Deportado mexicano recebe orientação no aeroporto da Cidade do México
Deportado mexicano (d) recebe orientação no aeroporto da Cidade do MéxicoFoto: Getty Images/AFP/Y. Cortez

O exemplo da Cidade do México

López teve suas necessidades atendidas porque procurou a ajuda de Amalia García Medina. A Secretária do Trabalho do governo regional da Cidade do México é uma das políticas de esquerda mais conhecidas do país e apoia os deportados com contatos, programas de treinamento e pequenas ajudas financeiras.

Mas apenas 500 repatriados participam do programa de Medina – um número ínfimo se comparado aos 300 mil mexicanos que voltam ao país anualmente.
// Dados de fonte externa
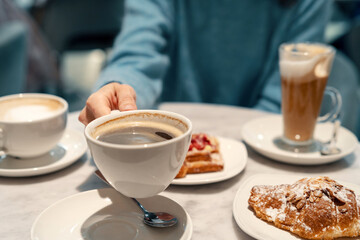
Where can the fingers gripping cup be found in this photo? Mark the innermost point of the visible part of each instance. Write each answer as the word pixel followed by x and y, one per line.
pixel 139 152
pixel 31 124
pixel 304 69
A secretaria tem 16 escritórios na capital mexicana, com um orçamento que, segundo a imprensa local, totaliza cerca cerca de 550 milhões de pesos mexicanos (86 milhões de reais).

"É muito difícil voltar e encontrar um país que, infelizmente, pouco mudou", disse López à rede de TV Bloomberg do México. "De uma hora para outra, pequenas coisas que se acreditava serem óbvias desaparecem: uma cama, uma xícara de café, uma geladeira ou um travesseiro."

Mas o que mais a faz sofrer é a distância dos filhos. "É cruel como as famílias são dilaceradas", constata. Para ela, o único consolo é que os deportados ao México se unem e tentam tomar as rédeas do próprio destino. "Lutamos para que o México se torne um país do qual as pessoas não tenham mais que emigrar", diz López.